Summary:  XML Hacks is a book of tips and tricks for XML users. This useful resource covers a wide variety of topics, but in some cases further expansion and alternatives to material covered could be even more helpful. In this article, Uche Ogbuji offers practical observations based on topics from the book.

Date:  14 Sep 2004
Level:  Intermediate
Activity:  1708 views

In my last column, I looked at Elliotte Rusty Harold's book Effective XML, an excellent volume for any XML professional. In this one. I turn my attention to another practical XML book, XML Hacks, edited by Michael Fitzgerald (O'Reilly and Associates, 2004). This book travels all over the landscape, offering some very introductory sections, some intermediate and advanced design and implementation techniques, some tips for using specific tools, and more. Readers of this column and my other articles for developerWorks might expect me to focus on issues of XML design and XML vocabularies. XML Hacks really dwells more on implementation details and the use of tools, but these are also important and in this installment I'll cover some of my own practical observations as they apply to the themes in this book. As with the article on Effective XML, this is not a review of the book, but rather a set of observations inspired by the book, and written even for readers who do not own it.
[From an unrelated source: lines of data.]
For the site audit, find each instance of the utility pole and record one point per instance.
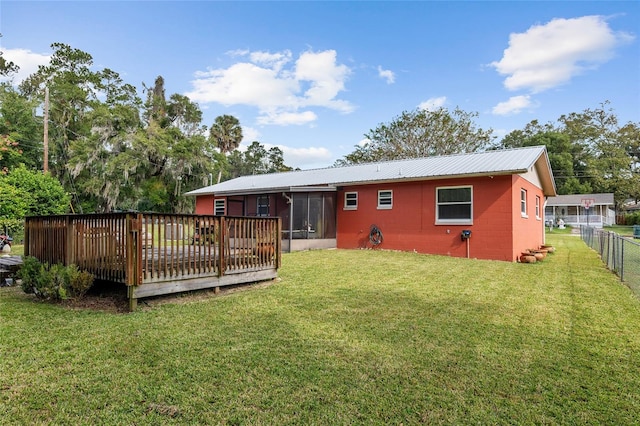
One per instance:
(46, 129)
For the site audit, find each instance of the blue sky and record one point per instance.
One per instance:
(313, 77)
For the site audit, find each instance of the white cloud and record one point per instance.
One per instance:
(287, 118)
(546, 56)
(514, 105)
(387, 75)
(433, 103)
(27, 60)
(275, 84)
(305, 157)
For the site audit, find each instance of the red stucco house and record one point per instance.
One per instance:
(487, 205)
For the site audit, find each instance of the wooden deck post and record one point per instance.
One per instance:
(221, 238)
(69, 255)
(133, 255)
(278, 243)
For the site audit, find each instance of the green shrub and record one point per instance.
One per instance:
(56, 282)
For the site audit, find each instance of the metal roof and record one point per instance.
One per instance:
(576, 199)
(508, 161)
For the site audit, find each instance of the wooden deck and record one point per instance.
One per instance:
(155, 254)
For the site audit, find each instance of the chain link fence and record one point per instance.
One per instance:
(621, 254)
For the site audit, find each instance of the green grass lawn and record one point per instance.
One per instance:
(345, 337)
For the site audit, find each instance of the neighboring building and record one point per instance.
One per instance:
(424, 205)
(573, 211)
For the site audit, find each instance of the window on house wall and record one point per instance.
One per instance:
(454, 205)
(219, 206)
(350, 200)
(523, 202)
(263, 205)
(385, 199)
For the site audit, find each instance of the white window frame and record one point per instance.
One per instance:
(258, 205)
(447, 221)
(350, 201)
(218, 204)
(385, 199)
(523, 202)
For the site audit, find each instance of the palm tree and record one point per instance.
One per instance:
(226, 133)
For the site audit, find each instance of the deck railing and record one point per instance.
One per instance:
(142, 248)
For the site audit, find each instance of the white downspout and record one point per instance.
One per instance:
(290, 202)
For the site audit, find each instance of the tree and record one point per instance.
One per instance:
(31, 193)
(20, 133)
(255, 160)
(226, 133)
(421, 133)
(589, 152)
(74, 93)
(565, 157)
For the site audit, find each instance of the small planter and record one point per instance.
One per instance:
(528, 258)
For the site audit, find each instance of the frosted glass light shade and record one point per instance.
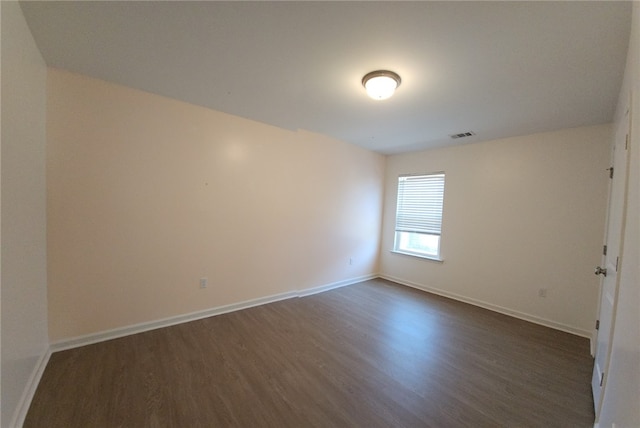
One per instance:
(381, 84)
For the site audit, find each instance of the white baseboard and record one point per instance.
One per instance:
(516, 314)
(22, 408)
(193, 316)
(327, 287)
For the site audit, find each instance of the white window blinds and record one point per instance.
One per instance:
(420, 199)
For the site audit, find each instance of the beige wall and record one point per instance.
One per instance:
(146, 195)
(24, 278)
(520, 214)
(622, 386)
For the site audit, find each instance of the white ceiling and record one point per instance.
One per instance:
(498, 69)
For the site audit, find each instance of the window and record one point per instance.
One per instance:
(419, 215)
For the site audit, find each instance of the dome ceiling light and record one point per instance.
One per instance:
(381, 84)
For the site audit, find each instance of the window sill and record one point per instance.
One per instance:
(420, 256)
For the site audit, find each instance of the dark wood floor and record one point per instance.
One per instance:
(373, 354)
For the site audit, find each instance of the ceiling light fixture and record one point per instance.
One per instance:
(381, 84)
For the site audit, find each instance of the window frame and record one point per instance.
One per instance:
(429, 226)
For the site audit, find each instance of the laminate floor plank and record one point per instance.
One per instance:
(373, 354)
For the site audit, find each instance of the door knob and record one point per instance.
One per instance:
(600, 271)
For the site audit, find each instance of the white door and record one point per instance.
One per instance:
(611, 261)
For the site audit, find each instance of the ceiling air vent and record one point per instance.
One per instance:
(462, 135)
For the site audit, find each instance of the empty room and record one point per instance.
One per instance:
(320, 214)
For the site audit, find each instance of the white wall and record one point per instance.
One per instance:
(622, 387)
(520, 214)
(146, 195)
(24, 301)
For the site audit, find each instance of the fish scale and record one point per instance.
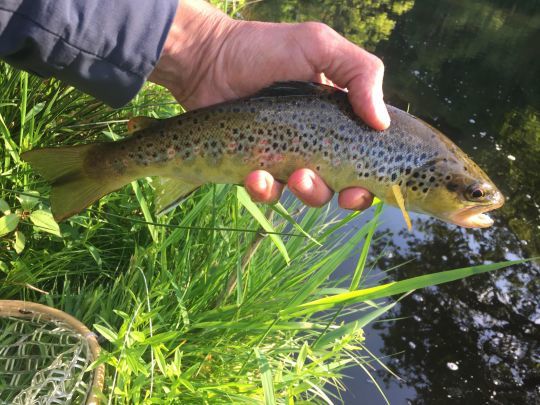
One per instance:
(281, 129)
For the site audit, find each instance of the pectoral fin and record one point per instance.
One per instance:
(170, 192)
(401, 204)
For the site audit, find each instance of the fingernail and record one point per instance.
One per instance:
(305, 185)
(382, 113)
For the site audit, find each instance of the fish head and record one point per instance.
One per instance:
(459, 193)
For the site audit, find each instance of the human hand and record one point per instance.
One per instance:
(209, 58)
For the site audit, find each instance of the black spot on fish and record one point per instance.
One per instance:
(452, 186)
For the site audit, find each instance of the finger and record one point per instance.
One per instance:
(355, 198)
(309, 188)
(262, 187)
(348, 66)
(366, 96)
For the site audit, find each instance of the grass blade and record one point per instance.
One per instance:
(404, 286)
(266, 378)
(245, 200)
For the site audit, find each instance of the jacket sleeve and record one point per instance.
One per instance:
(105, 48)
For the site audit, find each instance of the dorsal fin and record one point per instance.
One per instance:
(283, 89)
(137, 123)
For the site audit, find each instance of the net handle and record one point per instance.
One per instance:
(28, 310)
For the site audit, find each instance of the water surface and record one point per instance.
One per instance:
(472, 70)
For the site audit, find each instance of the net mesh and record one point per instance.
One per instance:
(42, 361)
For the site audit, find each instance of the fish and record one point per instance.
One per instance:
(284, 127)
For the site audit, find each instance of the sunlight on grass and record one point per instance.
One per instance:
(217, 301)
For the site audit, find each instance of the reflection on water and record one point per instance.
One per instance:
(361, 21)
(470, 69)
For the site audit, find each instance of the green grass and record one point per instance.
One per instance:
(220, 301)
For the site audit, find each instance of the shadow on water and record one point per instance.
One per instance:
(470, 69)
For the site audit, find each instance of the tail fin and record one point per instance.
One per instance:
(73, 189)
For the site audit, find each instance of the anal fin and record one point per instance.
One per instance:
(170, 192)
(400, 200)
(137, 123)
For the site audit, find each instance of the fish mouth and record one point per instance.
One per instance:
(475, 217)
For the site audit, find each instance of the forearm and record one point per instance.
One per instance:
(104, 48)
(192, 48)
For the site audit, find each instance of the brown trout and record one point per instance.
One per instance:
(280, 129)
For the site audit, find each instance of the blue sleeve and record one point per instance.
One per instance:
(106, 48)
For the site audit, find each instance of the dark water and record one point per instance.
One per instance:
(471, 69)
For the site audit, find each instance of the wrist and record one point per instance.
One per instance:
(192, 45)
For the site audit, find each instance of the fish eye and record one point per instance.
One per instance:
(475, 192)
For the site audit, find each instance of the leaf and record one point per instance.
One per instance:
(4, 207)
(95, 253)
(8, 223)
(266, 378)
(45, 221)
(245, 200)
(400, 287)
(138, 336)
(106, 333)
(29, 200)
(162, 337)
(281, 210)
(4, 267)
(20, 241)
(34, 111)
Including external text documents with XInclude

Hack #26, "Include External Documents with XInclude," shows how to use XInclude (see Resources) in a way that's very similar to XML's built-in external parsed entities. It features a sample document that inserts an external XML document specified by an HTTP URL. XInclude does add a few tricks to the mix, such as fallback support (providing alternative content to insert in case of error) and the ability to specify content negotiation as the processor makes HTTP requests. But I think that two of the most important advantages of XInclude over the parsed entity mechanism are:

  • The ability to use XPointer to select just a portion of the target document for inclusion
  • The ability to change the parsing mechanism to insert the external document as a fully-escaped text file rather than as an XML document

The second capability is very useful if you're preparing XML documents that contain code listings or examples. As an example, imagine that you're writing a document that uses the Python language code in Listing 1.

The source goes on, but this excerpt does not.